Emerging Illinois Social Science Standards Require Paradigm Shift for Teaching and Learning

by Shawn Healy, PhD, Civic Learning Scholar

Yesterday, the Illinois Civics team, in partnership with members of the Illinois Social Science Standards Task Force (see p.3), presented a daylong workshop for K-12 teachers at the West Cook Regional Service Center on emerging state standards. It was remarkably well attended. In fact, we were oversubscribed and stretched into three different rooms. A subsequent workshop was scheduled there for next month and is already at capacity.

We take this as a sign that there is significant demand in the field for additional support with standards implementation that transcend the new course requirement, and our team is strategizing with the Illinois State Board of Education on a collaboration that spans the state and K-12 spectrum. Stay tuned for additional details in the weeks and months ahead.

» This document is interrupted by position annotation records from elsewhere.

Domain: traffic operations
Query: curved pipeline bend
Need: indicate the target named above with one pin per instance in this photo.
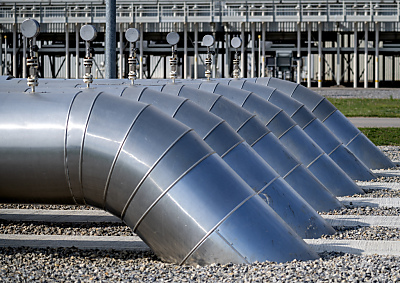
(140, 164)
(313, 127)
(265, 144)
(287, 131)
(352, 137)
(288, 204)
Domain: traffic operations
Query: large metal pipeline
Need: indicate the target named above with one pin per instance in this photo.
(352, 137)
(312, 126)
(143, 166)
(290, 134)
(288, 204)
(262, 140)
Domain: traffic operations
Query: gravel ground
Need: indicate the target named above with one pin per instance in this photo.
(73, 265)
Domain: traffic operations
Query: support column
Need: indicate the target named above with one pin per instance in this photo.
(67, 56)
(338, 46)
(141, 52)
(77, 51)
(185, 62)
(111, 41)
(253, 56)
(366, 27)
(196, 50)
(377, 26)
(242, 34)
(309, 54)
(299, 53)
(320, 55)
(15, 50)
(24, 57)
(263, 49)
(355, 58)
(121, 52)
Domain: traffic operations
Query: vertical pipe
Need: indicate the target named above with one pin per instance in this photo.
(76, 51)
(299, 52)
(121, 52)
(355, 58)
(366, 27)
(377, 54)
(253, 56)
(263, 49)
(110, 39)
(196, 49)
(67, 56)
(320, 55)
(338, 45)
(309, 54)
(185, 62)
(24, 57)
(242, 36)
(15, 50)
(141, 52)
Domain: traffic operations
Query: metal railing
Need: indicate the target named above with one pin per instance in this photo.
(206, 11)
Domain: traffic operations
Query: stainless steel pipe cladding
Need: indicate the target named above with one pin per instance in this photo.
(288, 132)
(289, 205)
(313, 127)
(265, 144)
(352, 137)
(154, 172)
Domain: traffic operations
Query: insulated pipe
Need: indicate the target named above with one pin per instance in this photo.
(313, 127)
(121, 155)
(292, 136)
(265, 144)
(288, 167)
(286, 202)
(352, 137)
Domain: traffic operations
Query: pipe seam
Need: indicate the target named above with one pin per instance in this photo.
(148, 173)
(167, 190)
(216, 227)
(118, 153)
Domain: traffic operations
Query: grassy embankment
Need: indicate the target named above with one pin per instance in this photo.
(357, 107)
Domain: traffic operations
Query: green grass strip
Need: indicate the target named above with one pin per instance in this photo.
(383, 136)
(363, 107)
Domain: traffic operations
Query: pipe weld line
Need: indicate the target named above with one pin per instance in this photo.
(118, 153)
(245, 122)
(273, 117)
(285, 132)
(312, 120)
(168, 188)
(83, 143)
(229, 150)
(291, 170)
(335, 149)
(359, 133)
(179, 107)
(260, 138)
(312, 162)
(216, 227)
(149, 172)
(213, 128)
(66, 169)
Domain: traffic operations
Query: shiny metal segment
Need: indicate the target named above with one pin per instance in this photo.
(367, 152)
(33, 131)
(242, 159)
(207, 197)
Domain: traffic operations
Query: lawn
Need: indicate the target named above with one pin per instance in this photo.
(362, 107)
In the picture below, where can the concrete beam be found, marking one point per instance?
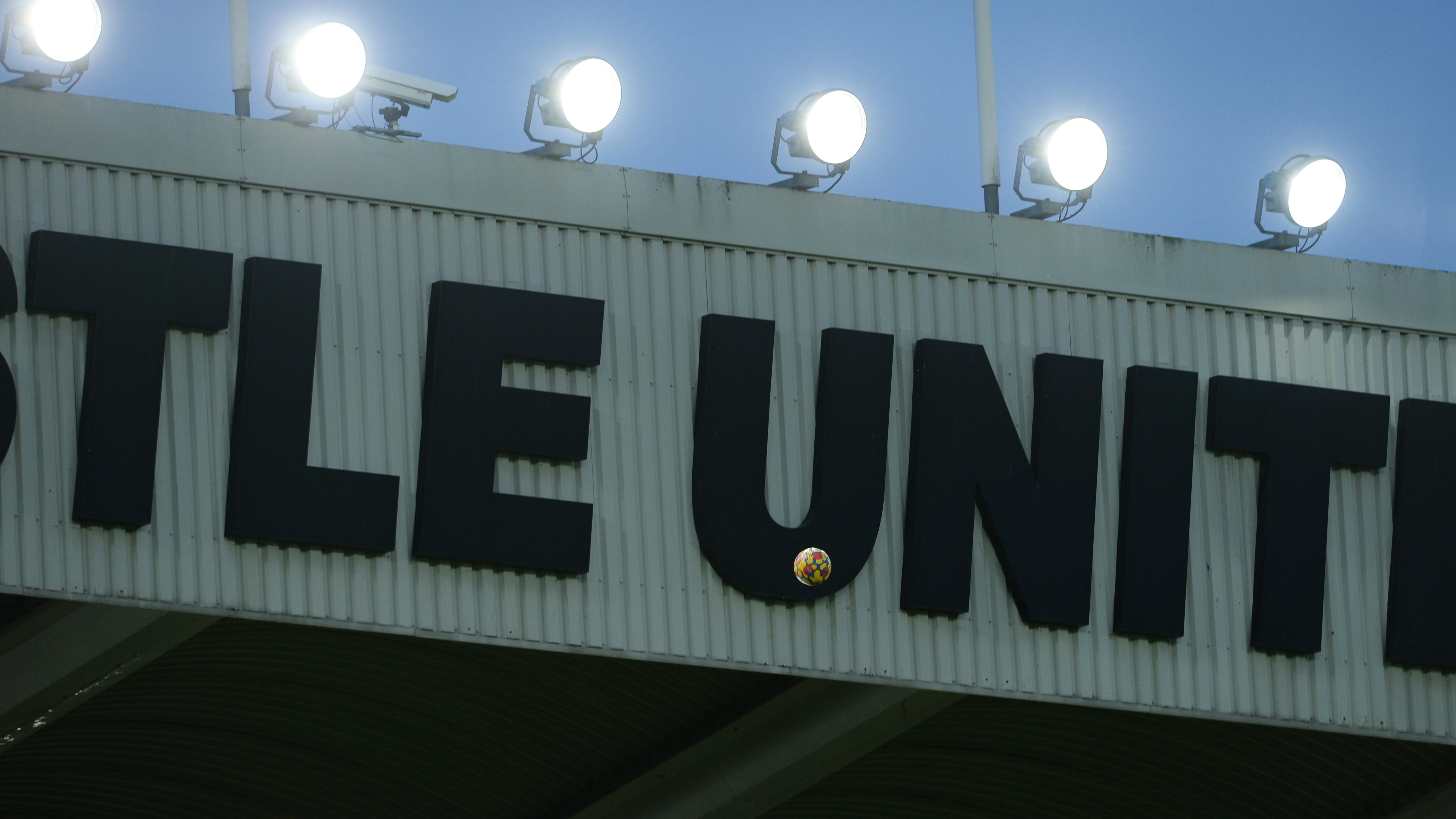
(771, 754)
(65, 654)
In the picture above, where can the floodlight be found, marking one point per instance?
(1068, 154)
(1308, 190)
(62, 31)
(829, 127)
(581, 95)
(330, 60)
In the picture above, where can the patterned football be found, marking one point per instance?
(812, 566)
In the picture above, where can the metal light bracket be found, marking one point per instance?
(299, 114)
(793, 121)
(1031, 155)
(1275, 199)
(37, 79)
(544, 97)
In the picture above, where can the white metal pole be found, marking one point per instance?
(986, 103)
(242, 68)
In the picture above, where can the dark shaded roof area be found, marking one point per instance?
(995, 758)
(264, 721)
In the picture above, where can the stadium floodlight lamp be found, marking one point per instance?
(60, 31)
(1308, 190)
(581, 95)
(829, 127)
(1068, 154)
(328, 62)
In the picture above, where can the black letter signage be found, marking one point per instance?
(1422, 611)
(732, 451)
(964, 452)
(130, 292)
(273, 493)
(1301, 432)
(8, 399)
(468, 417)
(1155, 499)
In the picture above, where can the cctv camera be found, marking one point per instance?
(405, 90)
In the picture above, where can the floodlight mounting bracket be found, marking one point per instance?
(547, 90)
(1044, 209)
(300, 114)
(37, 79)
(800, 180)
(1273, 197)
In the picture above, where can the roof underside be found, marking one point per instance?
(254, 719)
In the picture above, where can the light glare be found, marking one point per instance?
(1317, 193)
(836, 127)
(66, 30)
(590, 95)
(1077, 154)
(330, 60)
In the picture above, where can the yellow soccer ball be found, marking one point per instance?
(812, 566)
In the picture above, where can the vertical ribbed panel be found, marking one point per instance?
(650, 592)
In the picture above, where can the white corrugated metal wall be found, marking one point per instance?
(650, 592)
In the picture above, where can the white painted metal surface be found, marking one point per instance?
(386, 219)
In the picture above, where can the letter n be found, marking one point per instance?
(966, 454)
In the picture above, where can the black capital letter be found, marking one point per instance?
(130, 293)
(273, 493)
(1422, 613)
(1301, 432)
(469, 417)
(732, 452)
(1040, 515)
(1154, 500)
(9, 301)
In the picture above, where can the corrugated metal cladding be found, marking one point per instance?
(650, 592)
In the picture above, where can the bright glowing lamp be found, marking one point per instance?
(65, 30)
(590, 95)
(1069, 155)
(828, 126)
(330, 60)
(1315, 193)
(581, 95)
(1308, 190)
(835, 127)
(1077, 154)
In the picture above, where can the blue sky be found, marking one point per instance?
(1197, 100)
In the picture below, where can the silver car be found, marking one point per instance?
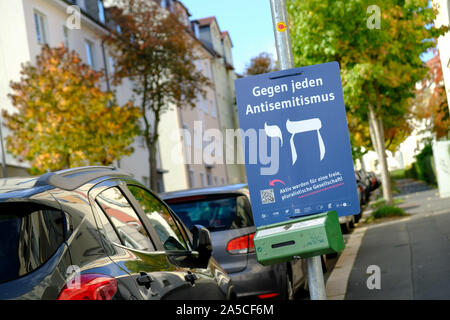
(226, 212)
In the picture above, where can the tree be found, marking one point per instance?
(262, 63)
(378, 46)
(63, 118)
(157, 53)
(431, 101)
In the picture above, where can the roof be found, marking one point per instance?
(68, 179)
(203, 191)
(225, 34)
(207, 21)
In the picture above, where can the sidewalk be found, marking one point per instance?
(413, 253)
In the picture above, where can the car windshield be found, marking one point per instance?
(214, 214)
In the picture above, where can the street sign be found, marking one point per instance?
(296, 142)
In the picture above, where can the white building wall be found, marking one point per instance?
(443, 18)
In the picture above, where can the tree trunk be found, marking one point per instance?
(153, 151)
(153, 167)
(378, 131)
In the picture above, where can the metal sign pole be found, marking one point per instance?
(3, 149)
(286, 61)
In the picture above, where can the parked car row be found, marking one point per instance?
(95, 233)
(226, 212)
(366, 182)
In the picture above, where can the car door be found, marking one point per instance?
(135, 245)
(176, 243)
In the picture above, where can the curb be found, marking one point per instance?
(336, 286)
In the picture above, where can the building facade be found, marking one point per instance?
(27, 25)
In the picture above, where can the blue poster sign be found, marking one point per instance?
(296, 143)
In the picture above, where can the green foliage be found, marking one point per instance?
(381, 202)
(423, 169)
(379, 67)
(388, 211)
(63, 118)
(398, 174)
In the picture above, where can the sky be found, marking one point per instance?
(249, 23)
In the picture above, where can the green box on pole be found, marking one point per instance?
(303, 237)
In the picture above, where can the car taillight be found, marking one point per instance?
(267, 295)
(90, 287)
(241, 245)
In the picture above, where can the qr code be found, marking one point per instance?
(267, 196)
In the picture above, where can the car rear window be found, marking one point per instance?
(216, 214)
(29, 235)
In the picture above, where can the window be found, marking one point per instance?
(101, 11)
(66, 36)
(106, 227)
(141, 141)
(29, 235)
(160, 218)
(146, 181)
(112, 65)
(215, 214)
(209, 178)
(81, 4)
(191, 178)
(207, 68)
(90, 53)
(196, 30)
(123, 219)
(160, 183)
(40, 22)
(213, 109)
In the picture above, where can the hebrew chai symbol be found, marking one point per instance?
(294, 127)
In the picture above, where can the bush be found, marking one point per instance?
(388, 211)
(381, 202)
(398, 174)
(423, 168)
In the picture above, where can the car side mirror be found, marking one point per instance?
(202, 243)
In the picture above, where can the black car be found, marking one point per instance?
(227, 213)
(95, 233)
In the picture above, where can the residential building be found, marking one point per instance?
(27, 25)
(185, 148)
(39, 22)
(224, 76)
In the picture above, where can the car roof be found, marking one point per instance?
(234, 188)
(68, 179)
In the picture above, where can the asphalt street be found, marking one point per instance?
(413, 253)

My workshop assignment was to provide context for the standards’ development, and I began by making the case for civic learning, which lies at the heart of the C3 Framework’s inquiry arc embedded in the standards. Most of our work to date has been with high school teachers, so in preparation for the presentation, I analyzed data from the 2014 National Assessment of Educational Progress in Civics administered to 8th graders.

The standards require a paradigm shift from teacher-dominated to student-centered instruction, and the NAEP results underline the value of this proposition. For example, while reading from a textbook had little impact on students’ civic knowledge and skills, usage of primary documents moved the needle significantly, maxing out at daily dosages (see below).

Monthly to weekly current events discussions also proved effective, as did periodic debate and panel discussions. The same was true for role plays, mock trials, and dramas.

The evidence is firmly in our corner, but students taking the test suggested that these practices are all too rare, and in the cases of current events discussions and simulations, decreasing in frequency.

Moving forward, our challenge is to further unpack these new standards with educators and work with them to align current practices and curriculum. There is also a demonstrable need to identify and create curriculum that meets the new standards, later scaffolding it with teachers in the trenches for classroom use.

I was asked by one attendee during my presentation about how long teachers and schools should expect standards implementation to take. A specific answer was elusive, but as is true with implementation of the civics course, we view this is a multi-year process. At its center will be continued engagement with educators and responsiveness to their identified needs. It’s fair to say that we “put points on the board” towards this end yesterday.